Older workers risk being sidelined by rapid shifts in the labour market without urgent investment in lifelong learning, according to new research.
A study by the London-based Chartered Institute of Personnel and Development (CIPD) prompted the body to call for a new era of reskilling to help people adapt to major economic changes and protect their long-term financial wellbeing.
The research warns that an ageing workforce, the growing impact of artificial intelligence and the transition to a net zero economy are combining to reshape employment across the UK.
The CIPD says older workers are among the most exposed to these changes, yet least likely to have access to training and development opportunities. Many face reduced job mobility, fewer chances to retrain and limited pathways to higher-skilled or better-paid roles.

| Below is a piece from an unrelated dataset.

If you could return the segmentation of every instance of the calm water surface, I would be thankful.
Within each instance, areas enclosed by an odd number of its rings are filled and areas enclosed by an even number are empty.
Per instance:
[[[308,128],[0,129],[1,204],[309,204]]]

With government data showing that nearly 45 percent of UK workers are not contributing to a pension, the organisation says a shift in approach is needed to support longer working lives and ensure people are not left behind as jobs evolve or disappear.
Skills Development Declines With Age
The CIPD’s report, Lifelong learning in the reskilling era: From luxury to necessity, reveals a sharp divide in access to development between younger and older employees.
Just 47 percent of workers aged 55 and over feel their current role offers good skills development, compared to 73 percent of workers aged 18 to 24. Only one in four older workers said their job offered good prospects for advancement.
Despite this, more than a third of over-55s believe they have skills that could be used in more demanding roles. But job moves are less common in this age group, and many risk becoming stuck in unsuitable roles or leaving the workforce altogether if they cannot retrain or adapt.
In England, employment among 50 to 64-year-olds has grown by 40 percent over the past two decades, official figures show, nearly three times the rate of overall employment growth. Over the same period, the number of workers aged 16 to 24 has declined by 13 percent.
Training Spend Falls as Pressures Rise
The report also reveals a significant decline in employer investment in workforce training. The amount spent per trainee has fallen by 27 percent over the past decade, from £4,095 in 2011 to £2,971 in 2022. Participation in training also decreases with age.
Public funding for adult learning has seen a similar trend, with a 31 percent fall in real terms since its peak in 2003–04.
The findings come as nearly a third of jobs are estimated to be exposed to AI and likely to change significantly, and around two million roles could be displaced by 2035 due to technological change. In addition, around 6.3 million workers are expected to be affected by the net zero transition by 2050.
A Call for Action
“Our analysis, and latest projections from Government on a pensions crisis, paint a bleak picture with profound implications for individuals as well as economic and social policy,” CIPD skills adviser Lizzie Crowley said.
“If changes to retirement age and the pensions crisis mean we’re all going to work for longer, we urgently need to usher in a new era of reskilling to help people develop into new roles and sectors.”
She added that the “reskilling imperative isn’t just an economic necessity; it’s a social contract. By reimaging how we support people to learn and adapt throughout their lives, we can build a more resilient, equitable and prosperous future for everyone”.
To support the shift, the CIPD is urging employers and government to take coordinated steps to make training more accessible, flexible and better aligned with older workers’ needs.
For employers, it includes boosting training budgets, offering structured skills development and creating more opportunities for redeployment into new roles. Flexible working hours and locations, along with mid-career reviews, can also help staff assess their options and plan for longer working lives.
On a national level, the CIPD recommends initiatives such as training vouchers, paid educational leave and the introduction of individual learning accounts to support long-term planning. It also suggests greater use of modular learning and micro-credentials to make training more achievable for those balancing work, caring responsibilities or other commitments.